Hands on: five talking points on Bowers and Wilkins' T7 Bluetooth blaster

We've been playing with this all weekend. Conclusion: it's a small box, and it rocks

The great British hi-fi giant moves into the Bluetooth speaker market. Results are impressive but is it worth your 300 quid?

1. Bowers and Wilkins is a hi-fi brand with serious pedigree, routinely scoring high marks for its headphones and its Airplay speakers. With Airplay remaining more one for the connoisseur than the mass market, it's now pitching a tent in the Bluetooth market currently bossed by the likes of Jawbone. To this end, the B&W T7 uses the Apt-X Bluetooth codec. This gives better sound quality than standard Bluetooth, pleasing B&W's audiophile constituency. Apple doesn't support the codec but to our ears, tunes beamed from Apple devices still sounded fine on this.

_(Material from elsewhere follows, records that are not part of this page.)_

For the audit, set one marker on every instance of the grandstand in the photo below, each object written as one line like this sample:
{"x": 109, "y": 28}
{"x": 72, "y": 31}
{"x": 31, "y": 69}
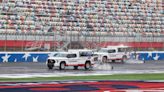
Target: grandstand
{"x": 51, "y": 24}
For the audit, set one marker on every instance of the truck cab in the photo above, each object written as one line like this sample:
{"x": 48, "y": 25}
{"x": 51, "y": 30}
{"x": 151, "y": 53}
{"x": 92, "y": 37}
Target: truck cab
{"x": 75, "y": 58}
{"x": 113, "y": 53}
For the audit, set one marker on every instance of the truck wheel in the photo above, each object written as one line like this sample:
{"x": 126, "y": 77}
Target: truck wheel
{"x": 87, "y": 65}
{"x": 124, "y": 58}
{"x": 50, "y": 65}
{"x": 75, "y": 67}
{"x": 104, "y": 59}
{"x": 62, "y": 65}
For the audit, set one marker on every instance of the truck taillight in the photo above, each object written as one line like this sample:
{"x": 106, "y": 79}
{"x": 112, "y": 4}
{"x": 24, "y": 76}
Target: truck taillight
{"x": 51, "y": 61}
{"x": 95, "y": 59}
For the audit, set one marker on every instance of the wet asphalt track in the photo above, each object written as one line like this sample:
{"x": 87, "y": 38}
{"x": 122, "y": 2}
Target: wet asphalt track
{"x": 25, "y": 68}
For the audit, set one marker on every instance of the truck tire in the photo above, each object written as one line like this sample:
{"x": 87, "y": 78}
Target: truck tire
{"x": 87, "y": 65}
{"x": 62, "y": 66}
{"x": 50, "y": 65}
{"x": 104, "y": 59}
{"x": 124, "y": 58}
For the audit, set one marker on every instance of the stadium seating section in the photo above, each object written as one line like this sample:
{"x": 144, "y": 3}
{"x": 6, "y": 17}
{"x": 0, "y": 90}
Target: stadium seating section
{"x": 126, "y": 16}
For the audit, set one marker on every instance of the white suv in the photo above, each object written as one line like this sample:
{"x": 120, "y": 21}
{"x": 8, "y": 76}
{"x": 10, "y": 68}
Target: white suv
{"x": 75, "y": 58}
{"x": 113, "y": 53}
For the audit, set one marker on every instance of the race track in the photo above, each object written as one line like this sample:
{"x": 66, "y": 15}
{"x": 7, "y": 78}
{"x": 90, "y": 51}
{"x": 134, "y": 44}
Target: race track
{"x": 40, "y": 69}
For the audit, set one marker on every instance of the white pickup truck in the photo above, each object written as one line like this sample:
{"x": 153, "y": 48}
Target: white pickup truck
{"x": 113, "y": 53}
{"x": 75, "y": 58}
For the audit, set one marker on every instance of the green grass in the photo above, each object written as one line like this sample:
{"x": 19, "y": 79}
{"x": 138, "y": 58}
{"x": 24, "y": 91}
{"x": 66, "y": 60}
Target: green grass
{"x": 157, "y": 76}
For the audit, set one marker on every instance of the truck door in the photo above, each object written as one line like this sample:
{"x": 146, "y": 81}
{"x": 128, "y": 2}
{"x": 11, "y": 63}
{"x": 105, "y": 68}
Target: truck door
{"x": 72, "y": 59}
{"x": 112, "y": 54}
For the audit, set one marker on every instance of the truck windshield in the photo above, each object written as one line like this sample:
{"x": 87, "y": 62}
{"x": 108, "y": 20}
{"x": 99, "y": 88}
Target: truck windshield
{"x": 103, "y": 50}
{"x": 60, "y": 55}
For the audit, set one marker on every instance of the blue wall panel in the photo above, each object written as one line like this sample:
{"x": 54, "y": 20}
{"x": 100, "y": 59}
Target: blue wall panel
{"x": 42, "y": 56}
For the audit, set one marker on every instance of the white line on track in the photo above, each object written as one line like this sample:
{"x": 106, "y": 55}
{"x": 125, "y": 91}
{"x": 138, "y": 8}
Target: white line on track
{"x": 62, "y": 74}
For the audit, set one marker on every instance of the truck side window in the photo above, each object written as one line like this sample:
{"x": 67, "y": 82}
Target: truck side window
{"x": 83, "y": 54}
{"x": 71, "y": 56}
{"x": 111, "y": 51}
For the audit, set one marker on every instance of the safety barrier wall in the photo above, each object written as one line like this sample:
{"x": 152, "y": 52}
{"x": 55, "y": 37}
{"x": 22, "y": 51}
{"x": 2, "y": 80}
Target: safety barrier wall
{"x": 42, "y": 56}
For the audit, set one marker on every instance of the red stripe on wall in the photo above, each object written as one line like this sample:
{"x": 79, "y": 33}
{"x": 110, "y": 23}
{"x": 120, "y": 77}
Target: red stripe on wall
{"x": 11, "y": 43}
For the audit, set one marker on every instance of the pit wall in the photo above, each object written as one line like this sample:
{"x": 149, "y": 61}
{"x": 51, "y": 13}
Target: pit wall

2. …Speaking of which, the audio is just what you'd expect from B&W at this price (£300) and size (one of Steven King's smaller books). It is super super crisp, even at lower volumes, and while it's clearly not going to be suitable for launching a bass assault on your neighbours, it does put out a respectable amount of bottom end, especially when positioned nearer to a wall. It's up there with the best we've heard from a Bluetooth speaker. It might even be the best, in fact. We'll have a full review soon. Neat elements include the honeycomb "micro matrix" that buffers the speaker - it also happens to look cool, which is a bonus - and the pair of matched bass drivers which give that decent bit of thump, without causing the speaker to wobble off the edge of your shelf.

Bowers & Wilkins PX7 review

3. Battery life seems highly impressive. Bowers and Wilkins is quoting 20 hours, and we haven't actually needed to recharge it yet. The size also means it's easily portable, including out into the garden, or even on holiday at a push. We assume B&W's punters can afford plenty of cargo-hold luggage space. We'd maybe avoid doing that in the coming months though, as it's not waterproof, and while there is a rubber surround, it's again to dampen sonic vibrations rather than to protect it from you chucking it a wall or beat wasps to death with.

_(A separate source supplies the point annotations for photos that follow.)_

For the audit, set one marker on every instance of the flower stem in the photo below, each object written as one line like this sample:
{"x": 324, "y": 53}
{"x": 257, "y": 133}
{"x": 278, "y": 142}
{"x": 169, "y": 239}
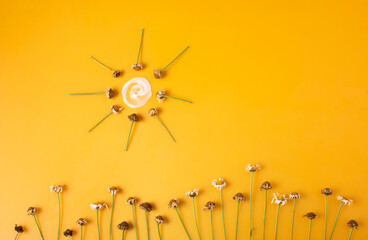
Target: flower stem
{"x": 140, "y": 47}
{"x": 100, "y": 121}
{"x": 179, "y": 99}
{"x": 264, "y": 215}
{"x": 165, "y": 128}
{"x": 182, "y": 223}
{"x": 277, "y": 219}
{"x": 101, "y": 64}
{"x": 250, "y": 204}
{"x": 39, "y": 229}
{"x": 337, "y": 215}
{"x": 236, "y": 222}
{"x": 174, "y": 59}
{"x": 130, "y": 131}
{"x": 292, "y": 220}
{"x": 195, "y": 218}
{"x": 222, "y": 212}
{"x": 134, "y": 222}
{"x": 112, "y": 209}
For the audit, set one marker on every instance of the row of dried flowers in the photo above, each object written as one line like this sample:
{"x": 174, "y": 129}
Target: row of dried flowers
{"x": 278, "y": 199}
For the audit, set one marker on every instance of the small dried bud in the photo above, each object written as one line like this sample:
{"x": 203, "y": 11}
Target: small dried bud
{"x": 146, "y": 206}
{"x": 31, "y": 211}
{"x": 266, "y": 186}
{"x": 157, "y": 73}
{"x": 209, "y": 206}
{"x": 310, "y": 215}
{"x": 239, "y": 197}
{"x": 123, "y": 226}
{"x": 133, "y": 117}
{"x": 353, "y": 224}
{"x": 159, "y": 220}
{"x": 116, "y": 74}
{"x": 174, "y": 203}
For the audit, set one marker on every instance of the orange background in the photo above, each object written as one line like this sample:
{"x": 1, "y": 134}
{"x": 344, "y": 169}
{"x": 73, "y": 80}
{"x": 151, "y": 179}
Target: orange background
{"x": 282, "y": 84}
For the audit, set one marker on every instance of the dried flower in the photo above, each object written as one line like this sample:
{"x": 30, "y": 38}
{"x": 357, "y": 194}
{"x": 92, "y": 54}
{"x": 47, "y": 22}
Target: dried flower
{"x": 159, "y": 220}
{"x": 252, "y": 168}
{"x": 123, "y": 226}
{"x": 353, "y": 224}
{"x": 209, "y": 206}
{"x": 218, "y": 183}
{"x": 174, "y": 203}
{"x": 345, "y": 201}
{"x": 146, "y": 206}
{"x": 193, "y": 193}
{"x": 239, "y": 197}
{"x": 279, "y": 199}
{"x": 310, "y": 215}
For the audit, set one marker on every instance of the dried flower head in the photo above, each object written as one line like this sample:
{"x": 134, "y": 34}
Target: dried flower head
{"x": 310, "y": 215}
{"x": 160, "y": 95}
{"x": 113, "y": 190}
{"x": 193, "y": 193}
{"x": 157, "y": 73}
{"x": 109, "y": 93}
{"x": 116, "y": 74}
{"x": 345, "y": 201}
{"x": 133, "y": 117}
{"x": 123, "y": 226}
{"x": 218, "y": 183}
{"x": 98, "y": 206}
{"x": 326, "y": 191}
{"x": 174, "y": 203}
{"x": 252, "y": 168}
{"x": 266, "y": 186}
{"x": 353, "y": 224}
{"x": 57, "y": 188}
{"x": 209, "y": 206}
{"x": 68, "y": 233}
{"x": 239, "y": 197}
{"x": 152, "y": 112}
{"x": 82, "y": 221}
{"x": 131, "y": 201}
{"x": 279, "y": 199}
{"x": 159, "y": 220}
{"x": 137, "y": 67}
{"x": 18, "y": 229}
{"x": 294, "y": 195}
{"x": 146, "y": 206}
{"x": 31, "y": 211}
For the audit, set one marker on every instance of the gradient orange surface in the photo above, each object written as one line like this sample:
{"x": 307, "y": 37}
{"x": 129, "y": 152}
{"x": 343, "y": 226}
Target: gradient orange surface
{"x": 279, "y": 83}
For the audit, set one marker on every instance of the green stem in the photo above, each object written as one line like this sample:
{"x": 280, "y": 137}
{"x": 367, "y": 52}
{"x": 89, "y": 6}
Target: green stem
{"x": 130, "y": 130}
{"x": 337, "y": 215}
{"x": 195, "y": 218}
{"x": 292, "y": 220}
{"x": 277, "y": 219}
{"x": 39, "y": 229}
{"x": 134, "y": 222}
{"x": 182, "y": 223}
{"x": 222, "y": 211}
{"x": 179, "y": 99}
{"x": 100, "y": 121}
{"x": 175, "y": 59}
{"x": 264, "y": 215}
{"x": 94, "y": 59}
{"x": 165, "y": 128}
{"x": 112, "y": 209}
{"x": 250, "y": 204}
{"x": 236, "y": 222}
{"x": 140, "y": 47}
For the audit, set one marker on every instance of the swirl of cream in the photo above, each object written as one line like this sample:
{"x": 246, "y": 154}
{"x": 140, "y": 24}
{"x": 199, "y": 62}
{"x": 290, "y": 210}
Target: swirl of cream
{"x": 136, "y": 92}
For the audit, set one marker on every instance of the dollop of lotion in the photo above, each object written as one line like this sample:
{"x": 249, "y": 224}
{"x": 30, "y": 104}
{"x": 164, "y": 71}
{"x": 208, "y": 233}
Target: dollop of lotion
{"x": 136, "y": 92}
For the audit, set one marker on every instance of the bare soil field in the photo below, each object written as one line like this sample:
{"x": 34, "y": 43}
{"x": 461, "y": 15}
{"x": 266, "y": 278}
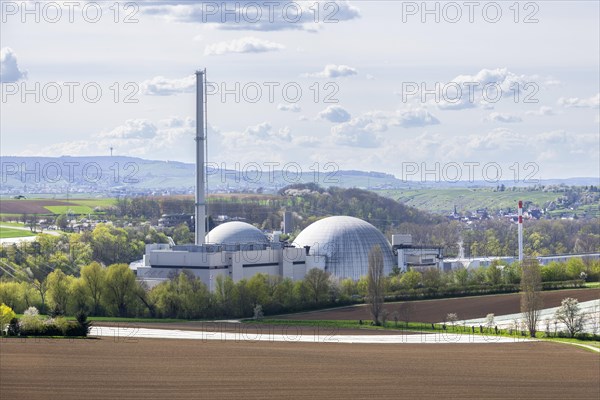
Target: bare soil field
{"x": 464, "y": 307}
{"x": 182, "y": 369}
{"x": 254, "y": 328}
{"x": 29, "y": 206}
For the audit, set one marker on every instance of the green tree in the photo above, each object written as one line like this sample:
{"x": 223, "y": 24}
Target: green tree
{"x": 375, "y": 279}
{"x": 317, "y": 284}
{"x": 493, "y": 275}
{"x": 120, "y": 285}
{"x": 59, "y": 290}
{"x": 93, "y": 277}
{"x": 411, "y": 279}
{"x": 461, "y": 277}
{"x": 11, "y": 295}
{"x": 531, "y": 298}
{"x": 569, "y": 313}
{"x": 6, "y": 315}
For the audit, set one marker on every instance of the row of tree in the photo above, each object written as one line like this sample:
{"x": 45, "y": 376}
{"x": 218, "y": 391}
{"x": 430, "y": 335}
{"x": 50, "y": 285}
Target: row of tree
{"x": 114, "y": 290}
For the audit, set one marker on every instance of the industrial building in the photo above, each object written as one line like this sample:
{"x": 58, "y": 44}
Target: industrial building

4. As with all B&W things, it looks the bollocks. Now, hilariously, the brand invariably claims that every element of its design is about sound and they care not what it looks like, form follows function and blah blah blah. So it must just be a magical coincidence that all its products just happen to look incredibly classy, with industrial design reminiscent of Jonny Ive at his peak. And that the packaging is always so immaculate. Admit it boys: you like making sexy devices!

5. Additional features? Well there's a 3.5mm input. And the little harp stings and bloops that sound when you turn it on or connect via Bluetooth were composed by high-end sound designer and Warp recording artist Mira Calix. So that's nice.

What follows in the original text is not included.